15.11.2021

Safe AI systems and their certification in the healthcare sector

Carl Zeiss Foundation funds research project at the University of Tübingen with five million euros

Matthias Hein, speaker of the project „Certification and Foundations of Safe Machine Learning Systems in Healthcare“

Modern deep-learning systems in healthcare have the potential to make diagnostic decisions of similar quality to treating physicians. However, there are concerns about the transparency, robustness, fairness and reliability of these systems. The project “Certification and Foundations of Safe Machine Learning Systems in Healthcare” by a research group at the University of Tübingen aims to address these issues. Potential trade-offs of various aspects (fairness, accuracy, interpretability, and privacy) as well as their ethical implications are being explored using concrete applications in the healthcare sector. The Carl Zeiss Foundation is now funding the project as part of its “Scientific Breakthroughs in Artificial Intelligence” program with five million euros over six years.

“We not only want to improve the fundamentals of machine learning, but also to establish guidelines for certification of such AI systems, thereby enabling safe use in medicine,” says the project’s spokesperson, Professor Matthias Hein. “The AI research environment in Tübingen offers ideal conditions for this, as the expertise required for this is available here in a unique breadth in Germany. We are very pleased and grateful for the trust of the Carl Zeiss Foundation. This funding decisively advances research at the interface of AI and medicine at the University of Tübingen in structural terms.”

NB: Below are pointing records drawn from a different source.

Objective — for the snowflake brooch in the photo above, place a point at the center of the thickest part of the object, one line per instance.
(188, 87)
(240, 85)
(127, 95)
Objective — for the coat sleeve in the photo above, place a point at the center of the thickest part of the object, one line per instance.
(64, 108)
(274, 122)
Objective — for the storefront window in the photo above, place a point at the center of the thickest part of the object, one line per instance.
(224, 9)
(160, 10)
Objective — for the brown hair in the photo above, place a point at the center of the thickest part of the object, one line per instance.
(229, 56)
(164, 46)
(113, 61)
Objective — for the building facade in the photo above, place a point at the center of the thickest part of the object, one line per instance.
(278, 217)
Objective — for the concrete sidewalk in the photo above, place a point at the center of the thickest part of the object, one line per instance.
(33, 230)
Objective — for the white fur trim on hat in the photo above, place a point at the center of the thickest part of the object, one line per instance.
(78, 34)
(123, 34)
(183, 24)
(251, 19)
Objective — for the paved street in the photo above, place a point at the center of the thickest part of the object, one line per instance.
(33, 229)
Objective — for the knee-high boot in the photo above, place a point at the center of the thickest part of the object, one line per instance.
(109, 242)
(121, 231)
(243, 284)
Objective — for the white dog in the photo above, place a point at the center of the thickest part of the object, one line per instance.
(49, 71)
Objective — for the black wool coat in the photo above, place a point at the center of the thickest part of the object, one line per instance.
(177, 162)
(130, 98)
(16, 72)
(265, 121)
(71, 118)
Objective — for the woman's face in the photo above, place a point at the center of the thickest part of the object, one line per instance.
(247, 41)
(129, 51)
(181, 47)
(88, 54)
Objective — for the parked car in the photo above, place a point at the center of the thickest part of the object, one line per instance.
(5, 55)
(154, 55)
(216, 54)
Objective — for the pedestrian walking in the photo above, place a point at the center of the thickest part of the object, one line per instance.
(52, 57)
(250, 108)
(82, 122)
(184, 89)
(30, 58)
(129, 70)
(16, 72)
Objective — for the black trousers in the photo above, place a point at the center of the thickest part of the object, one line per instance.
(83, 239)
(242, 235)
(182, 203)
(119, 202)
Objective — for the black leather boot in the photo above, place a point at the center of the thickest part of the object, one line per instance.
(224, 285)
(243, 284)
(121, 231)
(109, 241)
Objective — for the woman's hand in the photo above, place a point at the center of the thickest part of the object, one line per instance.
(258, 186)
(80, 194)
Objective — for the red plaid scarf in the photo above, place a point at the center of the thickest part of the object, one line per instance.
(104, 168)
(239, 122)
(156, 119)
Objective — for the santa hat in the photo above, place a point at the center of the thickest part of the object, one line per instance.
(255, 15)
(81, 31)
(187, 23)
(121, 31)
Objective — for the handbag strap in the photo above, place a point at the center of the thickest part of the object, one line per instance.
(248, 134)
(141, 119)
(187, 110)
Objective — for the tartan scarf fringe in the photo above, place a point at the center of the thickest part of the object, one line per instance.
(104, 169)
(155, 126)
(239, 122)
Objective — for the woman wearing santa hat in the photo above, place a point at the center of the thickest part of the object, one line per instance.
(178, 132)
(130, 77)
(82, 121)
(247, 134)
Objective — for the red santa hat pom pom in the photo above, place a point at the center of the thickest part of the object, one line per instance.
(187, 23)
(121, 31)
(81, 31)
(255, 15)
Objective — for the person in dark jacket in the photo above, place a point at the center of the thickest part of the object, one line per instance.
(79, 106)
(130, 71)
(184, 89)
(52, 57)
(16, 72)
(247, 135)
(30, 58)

Project partners are the Departments of Radiology and Ophthalmology at the University Hospital Tübingen (UKT). TÜV SÜD and TÜV AI.LAB will be involved as cooperation partners in the development of certification protocols. In addition, three medical start-ups are supporting the project with data and concrete use cases: the two Tübingen-based companies AIRAmed and eye2you, both members of the Cyber Valley Start-up Network, and the Berlin-based company Vara, which is developing AI systems to detect breast cancer.